Por ejemplo, si la carne presenta signos evidentes de deterioro, olor desagradable, envases dañados o condiciones de almacenamiento deficientes.

También es recomendable evitar establecimientos donde los alimentos crudos estén expuestos de manera que puedan contaminar otros productos.

Cuando existan dudas importantes sobre las condiciones sanitarias, lo más prudente es comprar en otro lugar.

Cocinar correctamente sigue siendo fundamental

Una buena manipulación debe continuar hasta el momento de servir la comida.

El pollo debe cocinarse completamente, especialmente en sus partes más gruesas. Utilizar un termómetro alimentario permite comprobar la temperatura interna con mayor precisión que basarse exclusivamente en el color.

Además, después de cocinarlo debe evitarse colocarlo nuevamente sobre platos o superficies que anteriormente tuvieron pollo crudo sin haber sido lavados.

Una fotografía viral no sustituye una inspección sanitaria

Este punto resulta especialmente importante.

En redes sociales es frecuente encontrar fotografías acompañadas por círculos rojos, flechas y frases como “¡Cuidado!”, “No vuelvas a comprar esto” o “Mira lo que descubrieron”.

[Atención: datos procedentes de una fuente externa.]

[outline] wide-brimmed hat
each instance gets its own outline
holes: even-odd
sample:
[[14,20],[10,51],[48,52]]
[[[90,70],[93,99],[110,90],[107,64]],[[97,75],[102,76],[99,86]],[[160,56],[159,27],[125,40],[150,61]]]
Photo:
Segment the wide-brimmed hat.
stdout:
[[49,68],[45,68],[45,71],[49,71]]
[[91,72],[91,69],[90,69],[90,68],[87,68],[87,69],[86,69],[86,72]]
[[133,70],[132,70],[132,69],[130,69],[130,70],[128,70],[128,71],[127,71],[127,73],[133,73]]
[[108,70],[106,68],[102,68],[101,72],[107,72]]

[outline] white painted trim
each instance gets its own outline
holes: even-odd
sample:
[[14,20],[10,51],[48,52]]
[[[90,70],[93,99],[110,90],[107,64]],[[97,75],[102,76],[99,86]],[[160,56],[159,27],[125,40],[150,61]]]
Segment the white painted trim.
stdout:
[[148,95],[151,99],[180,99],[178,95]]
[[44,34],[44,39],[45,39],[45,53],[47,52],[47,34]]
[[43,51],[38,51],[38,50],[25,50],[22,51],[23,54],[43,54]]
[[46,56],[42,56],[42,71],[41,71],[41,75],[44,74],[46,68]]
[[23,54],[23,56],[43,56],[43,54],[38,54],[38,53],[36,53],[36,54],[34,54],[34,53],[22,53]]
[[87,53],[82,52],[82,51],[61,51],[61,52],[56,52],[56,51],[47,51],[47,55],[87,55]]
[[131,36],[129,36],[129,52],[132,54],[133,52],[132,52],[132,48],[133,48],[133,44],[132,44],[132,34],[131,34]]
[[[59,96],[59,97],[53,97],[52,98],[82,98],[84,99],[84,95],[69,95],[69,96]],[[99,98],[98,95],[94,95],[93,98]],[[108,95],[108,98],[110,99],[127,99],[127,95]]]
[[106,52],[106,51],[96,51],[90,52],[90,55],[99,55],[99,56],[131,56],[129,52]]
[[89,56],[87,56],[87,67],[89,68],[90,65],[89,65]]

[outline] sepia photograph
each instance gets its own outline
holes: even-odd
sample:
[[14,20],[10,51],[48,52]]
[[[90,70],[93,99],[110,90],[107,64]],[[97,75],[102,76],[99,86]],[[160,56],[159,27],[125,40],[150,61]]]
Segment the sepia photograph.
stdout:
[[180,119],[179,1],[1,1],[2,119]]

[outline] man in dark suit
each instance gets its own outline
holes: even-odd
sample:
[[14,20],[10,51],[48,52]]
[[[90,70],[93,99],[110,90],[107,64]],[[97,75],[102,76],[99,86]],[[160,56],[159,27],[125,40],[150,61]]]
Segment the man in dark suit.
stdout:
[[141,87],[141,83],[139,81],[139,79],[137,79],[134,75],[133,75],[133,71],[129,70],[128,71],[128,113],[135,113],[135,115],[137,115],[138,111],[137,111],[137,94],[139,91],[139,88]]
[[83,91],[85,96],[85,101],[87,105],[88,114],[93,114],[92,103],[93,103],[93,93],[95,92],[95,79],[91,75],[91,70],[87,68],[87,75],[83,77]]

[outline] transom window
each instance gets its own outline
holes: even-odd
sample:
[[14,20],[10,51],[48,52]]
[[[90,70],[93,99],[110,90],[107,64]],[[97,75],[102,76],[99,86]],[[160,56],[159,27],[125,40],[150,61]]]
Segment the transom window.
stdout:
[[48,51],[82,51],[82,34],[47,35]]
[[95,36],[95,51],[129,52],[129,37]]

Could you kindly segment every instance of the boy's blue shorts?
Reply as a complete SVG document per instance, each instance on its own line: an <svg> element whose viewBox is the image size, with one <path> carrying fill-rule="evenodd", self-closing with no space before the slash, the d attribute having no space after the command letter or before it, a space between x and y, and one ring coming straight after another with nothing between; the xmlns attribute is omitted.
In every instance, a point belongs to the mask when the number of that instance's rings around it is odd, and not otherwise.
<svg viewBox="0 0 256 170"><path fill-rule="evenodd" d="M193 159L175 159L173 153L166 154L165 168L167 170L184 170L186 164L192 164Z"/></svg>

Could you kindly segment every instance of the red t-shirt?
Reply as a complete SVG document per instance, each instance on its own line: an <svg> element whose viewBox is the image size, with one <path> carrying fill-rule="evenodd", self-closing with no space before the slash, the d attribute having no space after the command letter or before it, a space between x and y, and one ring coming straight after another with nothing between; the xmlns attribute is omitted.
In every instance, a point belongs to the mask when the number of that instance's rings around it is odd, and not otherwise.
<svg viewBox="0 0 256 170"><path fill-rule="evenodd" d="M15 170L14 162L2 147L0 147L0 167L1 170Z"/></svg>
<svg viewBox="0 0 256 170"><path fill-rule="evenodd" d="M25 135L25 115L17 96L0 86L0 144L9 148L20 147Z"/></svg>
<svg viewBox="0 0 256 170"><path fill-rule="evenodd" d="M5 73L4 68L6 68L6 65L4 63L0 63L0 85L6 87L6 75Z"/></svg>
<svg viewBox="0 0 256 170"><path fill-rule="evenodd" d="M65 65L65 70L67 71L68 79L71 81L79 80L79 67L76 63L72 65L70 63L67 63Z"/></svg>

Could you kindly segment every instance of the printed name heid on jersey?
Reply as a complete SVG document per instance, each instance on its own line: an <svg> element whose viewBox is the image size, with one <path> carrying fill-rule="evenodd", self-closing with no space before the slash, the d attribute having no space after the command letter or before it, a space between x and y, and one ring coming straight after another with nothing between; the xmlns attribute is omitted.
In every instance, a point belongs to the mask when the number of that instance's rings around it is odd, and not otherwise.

Esas publicaciones despiertan curiosidad, pero no necesariamente aportan contexto suficiente.

Antes de compartir una acusación contra un establecimiento o asegurar que determinado alimento provoca enfermedades, es recomendable comprobar el origen de la información.

Una fotografía puede ayudarnos a iniciar una conversación sobre seguridad alimentaria, pero no permite por sí misma demostrar contaminación ni identificar una enfermedad.

La prevención comienza desde el momento de comprar

Elegir establecimientos que mantengan buenas condiciones de higiene, conservar correctamente los alimentos durante el transporte y almacenarlos adecuadamente en casa puede reducir riesgos.

Después vienen pasos igualmente importantes: manos limpias, utensilios separados cuando sea necesario, superficies desinfectadas y cocción completa.

Son medidas sencillas que resultan mucho más útiles que intentar diagnosticar el estado de una carne mediante una fotografía publicada en Internet.